De plus, bien que centriste, Kamala Harris est avant tout démocrate, pourvue de convictions féministes et sociales qui ne sont pas négligeables. Oui, Kamala Harris est plus centriste qu’Alexandria Ocasio-Cortez, mais celle-ci a finalement rejoint l’équipe de Joe Biden alors que ce n’était pas du tout gagné il y a quelques mois. « AOC » et Kamala Harris sont de ces personnalités qui seront forcément amenées à exercer des responsabilités, devenir ambassadrices ou prendre la tête d’agences nationales… Le mouvement semble donc être en marche. Même si, quand l’on voit la composition de la Cour Suprême, on se dit que ce n’est quand même pas gagné…

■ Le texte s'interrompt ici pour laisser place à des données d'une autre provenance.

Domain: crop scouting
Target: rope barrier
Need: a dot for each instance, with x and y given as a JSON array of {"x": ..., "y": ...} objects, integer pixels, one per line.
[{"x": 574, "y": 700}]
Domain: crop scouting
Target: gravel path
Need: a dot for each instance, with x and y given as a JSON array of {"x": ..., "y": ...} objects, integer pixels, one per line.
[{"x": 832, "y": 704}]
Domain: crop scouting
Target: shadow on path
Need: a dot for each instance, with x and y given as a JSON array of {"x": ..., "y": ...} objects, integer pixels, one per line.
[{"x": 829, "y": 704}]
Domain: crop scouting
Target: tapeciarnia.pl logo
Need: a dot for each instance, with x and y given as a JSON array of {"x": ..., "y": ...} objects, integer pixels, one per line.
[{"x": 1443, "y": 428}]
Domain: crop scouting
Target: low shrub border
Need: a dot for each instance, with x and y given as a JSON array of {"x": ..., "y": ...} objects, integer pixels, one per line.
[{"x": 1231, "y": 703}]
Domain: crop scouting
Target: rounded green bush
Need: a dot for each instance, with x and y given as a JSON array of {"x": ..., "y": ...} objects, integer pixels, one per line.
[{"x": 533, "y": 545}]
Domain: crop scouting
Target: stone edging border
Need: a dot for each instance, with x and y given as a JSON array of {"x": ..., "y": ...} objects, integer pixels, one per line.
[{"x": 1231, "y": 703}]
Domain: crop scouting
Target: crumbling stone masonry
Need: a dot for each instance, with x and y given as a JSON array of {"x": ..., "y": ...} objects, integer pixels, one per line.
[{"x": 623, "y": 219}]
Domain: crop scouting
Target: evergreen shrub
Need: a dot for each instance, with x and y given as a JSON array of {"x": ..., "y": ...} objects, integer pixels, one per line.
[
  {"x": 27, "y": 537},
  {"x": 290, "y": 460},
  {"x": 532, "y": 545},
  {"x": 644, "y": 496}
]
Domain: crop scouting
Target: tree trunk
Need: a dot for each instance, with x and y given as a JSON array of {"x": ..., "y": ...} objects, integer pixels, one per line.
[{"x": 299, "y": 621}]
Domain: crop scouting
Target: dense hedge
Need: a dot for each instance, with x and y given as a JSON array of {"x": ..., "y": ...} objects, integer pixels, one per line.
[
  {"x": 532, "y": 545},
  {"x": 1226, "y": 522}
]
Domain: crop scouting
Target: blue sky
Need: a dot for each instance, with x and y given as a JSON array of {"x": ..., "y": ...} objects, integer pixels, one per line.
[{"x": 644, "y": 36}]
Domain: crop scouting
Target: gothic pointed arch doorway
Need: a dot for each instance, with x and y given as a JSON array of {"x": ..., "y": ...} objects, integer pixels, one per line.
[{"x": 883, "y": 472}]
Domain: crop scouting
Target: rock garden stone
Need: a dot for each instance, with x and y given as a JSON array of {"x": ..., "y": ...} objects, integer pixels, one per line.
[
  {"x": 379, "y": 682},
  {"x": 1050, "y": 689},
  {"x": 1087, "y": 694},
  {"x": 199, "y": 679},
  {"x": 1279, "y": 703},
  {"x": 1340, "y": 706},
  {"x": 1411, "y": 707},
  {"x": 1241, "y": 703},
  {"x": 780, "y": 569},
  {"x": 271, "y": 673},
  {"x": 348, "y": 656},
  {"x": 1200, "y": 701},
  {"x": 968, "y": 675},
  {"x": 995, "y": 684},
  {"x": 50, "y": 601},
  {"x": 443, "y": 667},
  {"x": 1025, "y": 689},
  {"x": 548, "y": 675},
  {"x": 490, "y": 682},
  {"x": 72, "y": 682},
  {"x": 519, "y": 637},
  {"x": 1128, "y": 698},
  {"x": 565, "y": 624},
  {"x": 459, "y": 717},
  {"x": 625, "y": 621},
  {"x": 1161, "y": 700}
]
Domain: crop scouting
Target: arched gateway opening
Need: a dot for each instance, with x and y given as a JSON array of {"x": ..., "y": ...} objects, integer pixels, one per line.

Bien souvent, les détracteurs de ce « mouvement » opposent les mots « féminisme » et « démocratie », fustigeant notamment la « dictature néo-féministe ». Comment l’expliquer ?
Le féminisme a toujours été perçu comme un péril pour l’ordre établi et les privilèges de ceux qui l’incarnent. Tous ces hommes blancs qui se plaignent de ne plus avoir la parole alors qu’il en usent dans tous les médias en témoignent aujourd’hui – je pense à Pascal Bruckner et à sa confrontation avec Rokhaya Diallo. Ils sont nombreux à exprimer cette peur d’être ostracisé, de perdre des privilèges et du pouvoir.
Or, à ma connaissance, il n’existe pas dans l’Histoire de l’humanité de « dictatures féministes » ! Bien sûr, le féminisme, l’antiracisme, ne sont pas des dictatures. La démocratie, c’est justement le conflit d’opinions. Les seuls régimes où il n’y a pas de conflit d’opinion et de divergences, ce sont les régimes totalitaires.
A ce titre, vous évoquez une autre alternative au leadership actuel : l’écoféminisme. Greta Thunberg est décrite comme la Némésis de Trump. Tient-on là un mouvement révolutionnaire ?
L’écoféminisme est une réponse à ce que le néo-libéralisme et le capitalisme font à l’environnement. Le rapport de domination et de destruction à la nature est fortement genré : l’idée de mettre toutes les ressources au service d’une exploitation et non d’un respect de la nature.
On voit bien que les plus grands climato-sceptiques, comme Donald Trump, incarnent cette liaison entre le monde capitaliste et l’anti féminisme. Une activiste comme Greta Thunberg nous rappelle ce rapport du genre à l’environnement car elle entretient avec la nature un rapport dégenré, un refus de la destruction et de l’exploitation. Cela nous renvoie aux observations de Mona Chollet et de son ouvrage Sorcières.
Une mauvaise démocratie, ce n’est pas difficile. Mais qu’est-ce que ce serait au fond, une bonne démocratie féministe ?
Une démocratie féministe, c’est une société qui fait confiance à la science, n’est pas basée sur un rapport de prédation aux autres, prend davantage en considération les sciences sociales, ne met pas au second plan les mesures de protection liées aux femmes et aux enfants, recréée les conditions et les lieux d’un débat argumenté, ce que l’on totalement perdu aujourd’hui, ne serait-ce qu’en France.
Il n’y a pas de régime parfait encore une fois, mais à l’aune des crises que l’on vit, le féminisme peut tout à fait être un outil de changement citoyen, que l’on se batte pour les droits des femmes ou pour un autre mode de gouvernance, plus proche de la démocratie participative. Le féminisme propose un universel plus inclusif. Une démocratie féministe est un régime qui prend en compte la complexité du réel.